Many predictions fail. In fact, the whole premise of statistical analysis is that we produce estimates that are never 100% correct. Instead, we use past and present data to detect trends and to estimate a level of confidence that we have about these trends holding true in the future. It is not a bad thing when predictions fail. It should prompt us to examine our work and adjust approaches where necessary, rather than assert that people and behaviours are unpredictable. It is our job to learn from failed predictions and to improve upon our methods.
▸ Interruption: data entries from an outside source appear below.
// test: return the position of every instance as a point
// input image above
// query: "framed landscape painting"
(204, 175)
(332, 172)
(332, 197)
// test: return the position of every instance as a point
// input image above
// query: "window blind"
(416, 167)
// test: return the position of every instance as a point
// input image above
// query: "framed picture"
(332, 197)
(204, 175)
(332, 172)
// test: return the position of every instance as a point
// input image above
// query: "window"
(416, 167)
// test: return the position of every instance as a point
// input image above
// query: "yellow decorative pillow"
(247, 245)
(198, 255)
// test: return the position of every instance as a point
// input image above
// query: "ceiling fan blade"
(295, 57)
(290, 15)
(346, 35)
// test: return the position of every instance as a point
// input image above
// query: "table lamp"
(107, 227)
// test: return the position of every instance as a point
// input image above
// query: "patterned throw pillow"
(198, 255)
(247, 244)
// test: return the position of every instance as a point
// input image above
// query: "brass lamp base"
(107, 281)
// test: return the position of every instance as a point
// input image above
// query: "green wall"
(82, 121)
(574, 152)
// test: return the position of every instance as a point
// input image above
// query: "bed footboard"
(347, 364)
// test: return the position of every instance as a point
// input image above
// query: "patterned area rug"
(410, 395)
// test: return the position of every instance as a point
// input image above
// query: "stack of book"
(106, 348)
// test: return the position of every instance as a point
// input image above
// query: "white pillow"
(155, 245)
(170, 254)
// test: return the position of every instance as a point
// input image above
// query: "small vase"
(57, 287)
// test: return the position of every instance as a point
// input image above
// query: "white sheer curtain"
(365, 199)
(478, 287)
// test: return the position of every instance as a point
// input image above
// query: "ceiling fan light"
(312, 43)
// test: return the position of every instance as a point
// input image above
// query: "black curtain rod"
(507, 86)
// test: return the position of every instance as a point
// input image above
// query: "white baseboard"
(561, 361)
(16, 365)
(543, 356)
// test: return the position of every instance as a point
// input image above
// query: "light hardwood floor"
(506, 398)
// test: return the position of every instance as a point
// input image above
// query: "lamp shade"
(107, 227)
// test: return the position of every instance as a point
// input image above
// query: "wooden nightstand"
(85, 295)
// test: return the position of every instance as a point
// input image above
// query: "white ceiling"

And that means that we need an open and transparent discussion about our methodologies and assumptions, as well as a willingness to connect with others who might be doing similar work. Polling in British Columbia does not exist in a bubble. We have opportunities to compare our approaches to those of pollsters in other countries. We also have opportunities to learn and expand upon our own subject matter expertise, instead of assuming that it is all just a numbers game. It is not
 
Accurate polling requires effort. Indeed!


[1] It should be stated clearly here that the three companies do not necessarily make all of their methodology publicly available. However, all three companies posted information on their survey questions, their samples and overall methodology. As such, it is possible to examine their general approaches, even when a detailed discussion of their modelling is missing.